Beth Owls Daughter and I met for lunch yesterday and commiserated on our upcoming Saturn Returns – although we are a year about, our Saturns are close to the same degree and we both are in the shadow of the Saturn Return right now.  I hadn’t read her blog from Wednesday where she posted this amazing photo of Saturn from NASA’s Astrology Picture of the Day:

Saturn's Shadow (Nasa APOD)

Synchronicity in motion.

There seems to be a lot of misunderstanding about the second Saturn Return.  Someone I know insisted to me the other day that the Saturn Return lasts from age 58 to 62.  Clients will often call me when Saturn enters the sign that their Saturn falls in, thinking that is the time of the Saturn Return.  A few years ago a client became extremely angry with me when I suggested that her second Saturn Return would not have the same horrific impact that the first Saturn Return did.

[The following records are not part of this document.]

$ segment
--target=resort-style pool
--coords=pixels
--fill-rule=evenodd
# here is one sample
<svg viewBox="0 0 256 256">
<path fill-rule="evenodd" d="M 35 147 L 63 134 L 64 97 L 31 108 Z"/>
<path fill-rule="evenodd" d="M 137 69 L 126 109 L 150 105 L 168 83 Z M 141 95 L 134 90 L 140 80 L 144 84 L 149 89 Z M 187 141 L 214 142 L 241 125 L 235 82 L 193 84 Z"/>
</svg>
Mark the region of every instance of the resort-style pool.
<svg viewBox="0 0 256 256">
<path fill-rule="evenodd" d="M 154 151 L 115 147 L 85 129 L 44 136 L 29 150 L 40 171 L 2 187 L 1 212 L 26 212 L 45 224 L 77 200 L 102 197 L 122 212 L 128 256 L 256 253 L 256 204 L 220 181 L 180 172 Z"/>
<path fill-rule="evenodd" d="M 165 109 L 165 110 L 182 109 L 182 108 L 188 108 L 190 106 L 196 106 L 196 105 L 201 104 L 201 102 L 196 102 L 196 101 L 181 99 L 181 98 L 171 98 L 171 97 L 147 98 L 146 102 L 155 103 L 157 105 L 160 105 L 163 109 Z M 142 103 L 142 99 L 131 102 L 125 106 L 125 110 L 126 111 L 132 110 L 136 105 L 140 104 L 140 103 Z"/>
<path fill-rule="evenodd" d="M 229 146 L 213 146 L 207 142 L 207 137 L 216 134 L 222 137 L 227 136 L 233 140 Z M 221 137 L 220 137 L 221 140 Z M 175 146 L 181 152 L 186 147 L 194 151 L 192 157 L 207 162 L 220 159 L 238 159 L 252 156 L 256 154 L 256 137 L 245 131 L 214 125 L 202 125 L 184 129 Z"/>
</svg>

Because Saturn’s role is to teach us how to be responsible adults, the first Saturn Return can be exceptionally difficult.  Some of us don’t want to be adults yet at that age and we resist the lessons, and have to deal with the resulting consequences.

Many of you know that I have come to think of Saturn as a mentor; to me this image is more accurate and less fear-inducing than the “Celestial Taskmaster” that we usually use for Saturn.  The voice of Saturn within us tells us when we really know we could do better; sometimes it comes from outside of us instead.  Under Saturn transits we may experience financial losses or the famous delays and disappointments in putting our dreams in motion.  Saturn requires patience and endurance – there’s no way to alchemize a Saturn transit.  You just have to wait it out.

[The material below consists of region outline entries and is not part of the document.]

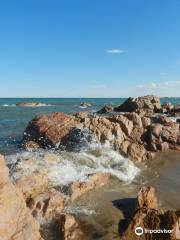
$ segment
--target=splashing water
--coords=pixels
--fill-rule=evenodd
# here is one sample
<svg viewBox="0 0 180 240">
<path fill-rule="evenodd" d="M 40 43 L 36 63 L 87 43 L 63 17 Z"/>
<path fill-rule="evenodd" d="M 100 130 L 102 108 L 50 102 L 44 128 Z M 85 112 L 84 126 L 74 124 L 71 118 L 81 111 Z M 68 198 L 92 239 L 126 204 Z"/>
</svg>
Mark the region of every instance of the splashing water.
<svg viewBox="0 0 180 240">
<path fill-rule="evenodd" d="M 47 173 L 52 186 L 86 181 L 89 174 L 111 173 L 119 180 L 130 183 L 140 172 L 133 162 L 114 151 L 110 144 L 93 142 L 80 152 L 21 152 L 6 157 L 13 168 L 12 178 L 29 175 L 36 170 Z M 28 161 L 30 160 L 30 161 Z"/>
</svg>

For Beth and I the second Saturn return only comes once and moves away – there will be no retrograde period and final exam as Saturn runs back and forth over Saturn in our charts.  Saturn sits on my Sun in my own chart, so I have become intimately familiar with Saturn.  In fact, I wrote an article called Saturn: Beast and Prince because to me he is like the misunderstood Beast in fairy tales.

This makes it easier to endure the personal dramas occurring to me know as I sit in the shadow of Saturn, waiting for him to realign my priorities and restructure my plans for the remainder of my life (or the next 30 years, anyway).  I know now without a shadow of a doubt that if there are lessons for me to learn, they will be of great help to me in the long run.